Ordinarily, drugs can keep HIV from growing quickly and overwhelming the body’s ability to control it. But in the young girl, the virus appears to have all but disappeared. Virus expert Deborah Persaud of Johns Hopkins University in Baltimore described the child’s apparent cure on March 3 in Atlanta at a meeting on viruses. Her team credits the child’s apparent cure to early and prolonged treatment with three HIV-fighting drugs. Doctors began treatment when the girl was just 30 hours old.

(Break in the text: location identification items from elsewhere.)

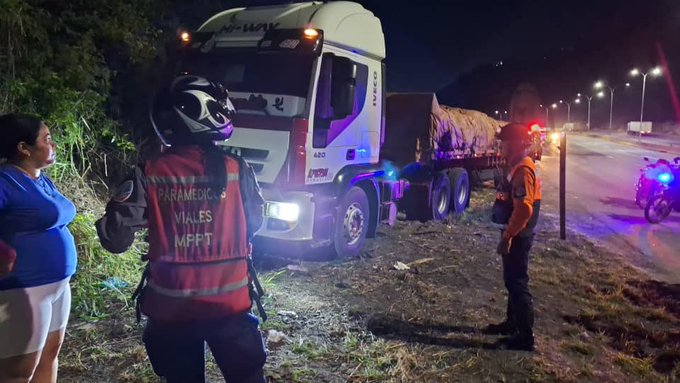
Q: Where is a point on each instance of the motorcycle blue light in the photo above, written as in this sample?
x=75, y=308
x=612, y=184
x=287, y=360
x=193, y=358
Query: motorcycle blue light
x=665, y=178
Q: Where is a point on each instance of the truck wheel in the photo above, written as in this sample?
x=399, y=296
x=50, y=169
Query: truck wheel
x=460, y=184
x=351, y=223
x=440, y=197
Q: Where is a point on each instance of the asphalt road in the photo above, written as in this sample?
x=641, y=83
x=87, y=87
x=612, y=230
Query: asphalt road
x=600, y=202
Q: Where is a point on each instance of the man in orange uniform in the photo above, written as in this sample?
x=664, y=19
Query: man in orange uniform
x=517, y=207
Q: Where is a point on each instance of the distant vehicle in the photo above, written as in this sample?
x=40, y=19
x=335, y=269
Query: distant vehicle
x=633, y=127
x=666, y=197
x=647, y=182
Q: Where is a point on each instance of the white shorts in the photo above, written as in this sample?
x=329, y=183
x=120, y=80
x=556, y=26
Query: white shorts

Babies born with HIV get the virus from infected mothers. During pregnancy, those women usually take medicine to limit the risk that they will pass the virus to their unborn baby. But in this case, the mother did not know she was infected. So she hadn't taken any anti-HIV drugs. Knowing that, the doctor who took care of her newborn immediately ordered higher-than-usual doses of medicine for the baby. And the treatment lasted far longer than usual.
Doctors usually give HIV-infected newborns two drugs for one week, and then continue one of those drugs for another five weeks. The Mississippi baby received all three drugs for 18 months.
Blood tests turned up HIV in the baby girl's blood when she was 7, 12 and 20 days old. On day 29, that changed. Her blood suddenly tested negative. Two years later, more tests showed that her blood only contained broken-up bits of HIV, but no infectious virus.
Still, questions linger. Scientists don't know, for instance, whether the virus had started invading and killing cells in the baby's immune system during her first month of life. Perhaps the baby wasn’t even truly infected, they say. She may have just carried residues of her mom’s infection.
“There’s no question the baby was exposed,” Daniel Kuritzkes told Science News. “It’s a little less easy to determine whether the child was actually infected.” Kuritzkes studies viruses at Harvard Medical School and Brigham and Women’s Hospital in Boston. He wasn’t involved in the case.
But the answer may not matter, Kuritzkes adds. The important thing is that doctors may have found a way to knock out HIV in newborns.
HIV stands for human immunodeficiency virus. This dangerous germ kills cells in the body's immune system that defend against infection. A person with a crippled immune system is unable to fight off infections, even from germs that don't usually make people sick. This special susceptibility to disease is called AIDS, or acquired Immune deficiency syndrome.” Since AIDS was first diagnosed in 1981, HIV has killed more than 600,000 people.
virus A tiny molecule made of a protein shell that encloses genetic information. A virus can live and multiply only in the living cells of a host organism, such as humans.
HIV (Human Immunodeficiency Virus) A potentially deadly virus that attacks cells in the body's immune system and causes acquired immune deficiency syndrome, or AIDS.
AIDS (Acquired Immune Deficiency Syndrome) A disease that weakens a body's immune system, greatly lowering resistance to infections and some cancers.
immunity The ability of an organism to resist a particular infection or poison by
producing and releasing special protective cells.